I probably just missed the area, but as replete as the rest of this forum is it would seem to me that there should be a separate forum dealing with herbs/spices/seasoning.

Yes?  No?  Maybe?

or... There already is one, jerk =P


----------



## Andy M. (Sep 3, 2007)

Bill, there is no stand alone spice/herb forum.  Typically, spice herb questions appear in the forum appropriate for the dish that's being prepared.  For example, seasoning a pasta sauce or stew.

Otherwise, they would fit into the Misc or General forums.

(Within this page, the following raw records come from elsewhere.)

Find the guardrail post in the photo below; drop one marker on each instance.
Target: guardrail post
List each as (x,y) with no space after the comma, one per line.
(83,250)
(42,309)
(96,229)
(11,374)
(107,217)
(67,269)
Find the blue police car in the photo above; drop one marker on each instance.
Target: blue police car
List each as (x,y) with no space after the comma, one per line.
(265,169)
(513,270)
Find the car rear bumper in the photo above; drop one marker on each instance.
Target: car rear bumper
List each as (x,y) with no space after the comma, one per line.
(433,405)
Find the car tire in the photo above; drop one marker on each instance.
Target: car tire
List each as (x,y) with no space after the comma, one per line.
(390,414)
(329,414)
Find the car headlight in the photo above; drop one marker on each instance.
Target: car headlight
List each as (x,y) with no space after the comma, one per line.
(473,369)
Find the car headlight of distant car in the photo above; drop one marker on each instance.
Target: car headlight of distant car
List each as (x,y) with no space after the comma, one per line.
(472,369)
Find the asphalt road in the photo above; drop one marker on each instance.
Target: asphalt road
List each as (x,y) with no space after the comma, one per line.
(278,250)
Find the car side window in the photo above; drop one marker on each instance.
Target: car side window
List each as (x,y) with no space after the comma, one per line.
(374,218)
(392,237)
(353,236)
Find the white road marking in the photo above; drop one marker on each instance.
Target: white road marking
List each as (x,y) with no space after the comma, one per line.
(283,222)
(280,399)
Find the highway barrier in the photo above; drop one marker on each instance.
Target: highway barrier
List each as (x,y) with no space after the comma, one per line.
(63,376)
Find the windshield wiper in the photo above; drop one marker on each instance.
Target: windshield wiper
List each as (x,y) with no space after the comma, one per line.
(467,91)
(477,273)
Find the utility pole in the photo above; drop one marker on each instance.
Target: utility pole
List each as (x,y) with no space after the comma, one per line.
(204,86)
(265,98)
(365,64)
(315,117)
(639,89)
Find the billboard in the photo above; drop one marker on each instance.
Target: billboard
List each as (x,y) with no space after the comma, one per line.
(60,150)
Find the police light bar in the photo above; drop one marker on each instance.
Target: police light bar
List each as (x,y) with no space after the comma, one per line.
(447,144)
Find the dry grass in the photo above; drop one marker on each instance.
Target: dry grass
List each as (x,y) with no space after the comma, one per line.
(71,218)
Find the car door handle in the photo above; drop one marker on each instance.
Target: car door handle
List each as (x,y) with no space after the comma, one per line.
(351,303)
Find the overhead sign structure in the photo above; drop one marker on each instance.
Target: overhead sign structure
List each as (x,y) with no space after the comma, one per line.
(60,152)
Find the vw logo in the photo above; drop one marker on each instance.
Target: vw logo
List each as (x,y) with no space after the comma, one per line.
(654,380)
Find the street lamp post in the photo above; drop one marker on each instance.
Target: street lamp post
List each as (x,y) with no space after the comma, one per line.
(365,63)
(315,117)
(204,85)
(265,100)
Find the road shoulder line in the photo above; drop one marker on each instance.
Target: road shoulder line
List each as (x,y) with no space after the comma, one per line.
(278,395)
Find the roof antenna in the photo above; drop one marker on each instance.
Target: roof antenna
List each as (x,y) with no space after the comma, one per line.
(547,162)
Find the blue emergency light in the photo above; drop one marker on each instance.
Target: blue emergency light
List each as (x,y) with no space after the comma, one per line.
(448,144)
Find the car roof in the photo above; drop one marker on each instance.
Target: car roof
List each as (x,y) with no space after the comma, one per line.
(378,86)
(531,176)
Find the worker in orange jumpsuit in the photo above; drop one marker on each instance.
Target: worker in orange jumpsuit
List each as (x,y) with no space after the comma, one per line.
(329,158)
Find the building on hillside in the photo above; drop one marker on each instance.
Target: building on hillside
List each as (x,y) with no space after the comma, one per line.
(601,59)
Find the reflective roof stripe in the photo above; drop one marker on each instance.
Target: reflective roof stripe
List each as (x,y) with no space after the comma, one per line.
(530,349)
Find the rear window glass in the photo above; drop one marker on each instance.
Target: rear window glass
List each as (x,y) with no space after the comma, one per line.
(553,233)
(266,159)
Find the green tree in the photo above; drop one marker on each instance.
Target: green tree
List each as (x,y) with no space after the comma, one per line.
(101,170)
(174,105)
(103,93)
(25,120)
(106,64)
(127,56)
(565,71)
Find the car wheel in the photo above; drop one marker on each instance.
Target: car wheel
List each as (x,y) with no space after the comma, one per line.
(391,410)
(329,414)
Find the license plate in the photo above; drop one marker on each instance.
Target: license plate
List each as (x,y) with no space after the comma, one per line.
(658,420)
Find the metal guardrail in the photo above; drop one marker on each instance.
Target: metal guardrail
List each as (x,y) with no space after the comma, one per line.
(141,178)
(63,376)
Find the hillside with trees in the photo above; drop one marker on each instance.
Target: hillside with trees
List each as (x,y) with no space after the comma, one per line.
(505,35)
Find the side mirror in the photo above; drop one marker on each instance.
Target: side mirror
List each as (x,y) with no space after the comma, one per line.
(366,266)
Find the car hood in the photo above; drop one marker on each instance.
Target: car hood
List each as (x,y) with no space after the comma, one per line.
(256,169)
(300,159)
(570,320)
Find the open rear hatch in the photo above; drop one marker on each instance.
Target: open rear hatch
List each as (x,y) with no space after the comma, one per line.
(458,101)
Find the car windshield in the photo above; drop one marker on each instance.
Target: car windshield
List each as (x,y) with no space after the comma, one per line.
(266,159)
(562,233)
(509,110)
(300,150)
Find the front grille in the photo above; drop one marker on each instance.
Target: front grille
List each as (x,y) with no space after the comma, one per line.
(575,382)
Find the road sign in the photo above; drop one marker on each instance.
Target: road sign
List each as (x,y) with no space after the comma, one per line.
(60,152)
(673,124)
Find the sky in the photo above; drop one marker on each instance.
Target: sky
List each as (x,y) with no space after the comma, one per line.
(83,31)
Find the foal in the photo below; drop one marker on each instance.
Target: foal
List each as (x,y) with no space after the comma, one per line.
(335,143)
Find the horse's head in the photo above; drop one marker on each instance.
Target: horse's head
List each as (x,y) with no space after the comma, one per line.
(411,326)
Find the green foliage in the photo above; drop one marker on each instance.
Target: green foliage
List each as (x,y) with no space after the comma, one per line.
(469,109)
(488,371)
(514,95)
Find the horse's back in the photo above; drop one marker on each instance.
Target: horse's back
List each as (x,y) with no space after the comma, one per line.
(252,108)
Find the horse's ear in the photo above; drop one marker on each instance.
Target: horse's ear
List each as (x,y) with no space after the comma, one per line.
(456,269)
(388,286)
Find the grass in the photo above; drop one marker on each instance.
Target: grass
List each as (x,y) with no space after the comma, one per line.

What types of spice/herb questions do you envision in such a new forum?


----------



## kitchenelf (Sep 3, 2007)

While a legitimate question it is as Andy says.  Most of the time herbs and spices fall into a category already provided associated with a specific food.  It's really hard to have a category for everything.  We talked about this in depth when formulating these forums and sub forums.  I hope that makes sense but we certainly appreciate all input as to how to make DC a better place.  

And like Andy, I would be interested in hearing what types of questions you foresee in such a forum.  It is always good to brainstorm.


----------



## BreezyCooking (Sep 3, 2007)

How about how to grow (both outdoors & indoors), different types & what they're used for (the varieties & differences of basils & thymes these days are mindboggling), how to preserve, how to purchase & from where.  Different mixtures for different applications.  The list would be endless.  : )


----------



## Billdolfski (Sep 4, 2007)

I think Breezy is a little more onto something than I was.  We grow several different varieties of basil, a few thyme and a few oregano.  The real reason I was looking for a forum like this was so I could talk about how much I love Italian/flat leaf parsley =P


----------



## kitchenelf (Sep 4, 2007)

For the time being you could discuss any of this stuff under Miscellaneous or the Today's Menu and *Food Talk* Forum.


----------